On Wed, 21 Oct 2009, David Shaw wrote:

On Oct 20, 2009, at 10:55 PM, Dan Mahoney, System Admin wrote:

On Thu, 15 Oct 2009, David Shaw wrote:

On Oct 15, 2009, at 9:37 PM, Dan Mahoney, System Admin wrote:
I'm running:
echo foo | gpg -v -v --auto-key-locate cert --recipient gu...@gushi.org --encrypt -a And get gpg: error retrieving `gu...@gushi.org' via DNS CERT: No fingerprint
I exported my key with:
gpg --export --export-options minimal > file; and make-dns-cert -n gushi.gushi.org -f file

It works fine for me.  What version of GPG are you using?

I tried this again, after I nuked the "fingerprint" cert record.

Oddly, running on gpg2 on an older debian system, I get:

# echo "foo" | gpg2 -v -v --auto-key-locate cert --encrypt -r gu...@gushi.org
gpg: no keyserver known (use option --keyserver)
gpg: error retrieving `gu...@gushi.org' via DNS CERT: General error
gpg: gu...@gushi.org: skipped: General error
gpg: [stdin]: encryption failed: General error

That first line specifically makes me scratch my head a bit.

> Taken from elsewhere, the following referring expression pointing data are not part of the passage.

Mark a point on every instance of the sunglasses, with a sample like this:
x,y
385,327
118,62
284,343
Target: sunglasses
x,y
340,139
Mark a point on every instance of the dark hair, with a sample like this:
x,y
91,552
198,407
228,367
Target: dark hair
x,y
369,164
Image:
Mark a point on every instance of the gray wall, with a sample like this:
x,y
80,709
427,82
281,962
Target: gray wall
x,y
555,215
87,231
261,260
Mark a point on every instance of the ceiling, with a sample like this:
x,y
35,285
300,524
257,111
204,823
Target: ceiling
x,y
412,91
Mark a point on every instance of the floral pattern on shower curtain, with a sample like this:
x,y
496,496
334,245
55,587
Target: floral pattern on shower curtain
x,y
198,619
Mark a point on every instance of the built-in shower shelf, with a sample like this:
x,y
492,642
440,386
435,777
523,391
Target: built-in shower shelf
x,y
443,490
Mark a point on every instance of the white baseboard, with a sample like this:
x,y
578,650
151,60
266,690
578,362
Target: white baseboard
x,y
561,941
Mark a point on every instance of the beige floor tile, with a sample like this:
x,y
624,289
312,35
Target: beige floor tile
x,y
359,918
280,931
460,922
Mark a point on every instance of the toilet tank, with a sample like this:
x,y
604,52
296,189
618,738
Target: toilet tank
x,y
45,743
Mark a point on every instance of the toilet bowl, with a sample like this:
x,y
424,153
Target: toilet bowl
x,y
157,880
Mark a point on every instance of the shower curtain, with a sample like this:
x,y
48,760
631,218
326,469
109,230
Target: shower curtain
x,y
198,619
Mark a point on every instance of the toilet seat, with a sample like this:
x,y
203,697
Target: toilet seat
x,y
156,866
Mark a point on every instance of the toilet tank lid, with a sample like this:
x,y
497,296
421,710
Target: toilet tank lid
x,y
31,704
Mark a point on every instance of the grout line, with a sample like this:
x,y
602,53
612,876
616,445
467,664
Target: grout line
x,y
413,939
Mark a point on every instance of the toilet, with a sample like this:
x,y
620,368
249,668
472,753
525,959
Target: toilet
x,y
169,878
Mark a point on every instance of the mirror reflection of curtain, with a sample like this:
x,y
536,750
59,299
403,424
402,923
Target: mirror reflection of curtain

You didn't give an actual version number (run gpg2 --version), so I can only make an educated guess, but I do think I see your problem. You don't have one key in your CERT - you have two (309C17C5 and 624BB249) combined into one DNS record. That doesn't work - it's a one-name-one-key mapping. We should give a better error message in this case.

Can you try again with a single key in your CERT? Alternately, if you want both of your keys, you could use 2 different CERT records for the gushi.gushi.org. name, each with one of your keys (rather than 1 CERT record with a payload containing two keys). Note that this will usually result in round-robining for those people who don't have your key, which may or may not be what you want.

For the benefit of people who may search this later, what's the best set of args to extract the key with?

Neither export-clean nor export-minimal seems to be what I want. In effect what I want is only the most recent signature from each other key, so some hybrid of export-clean and export-minimal?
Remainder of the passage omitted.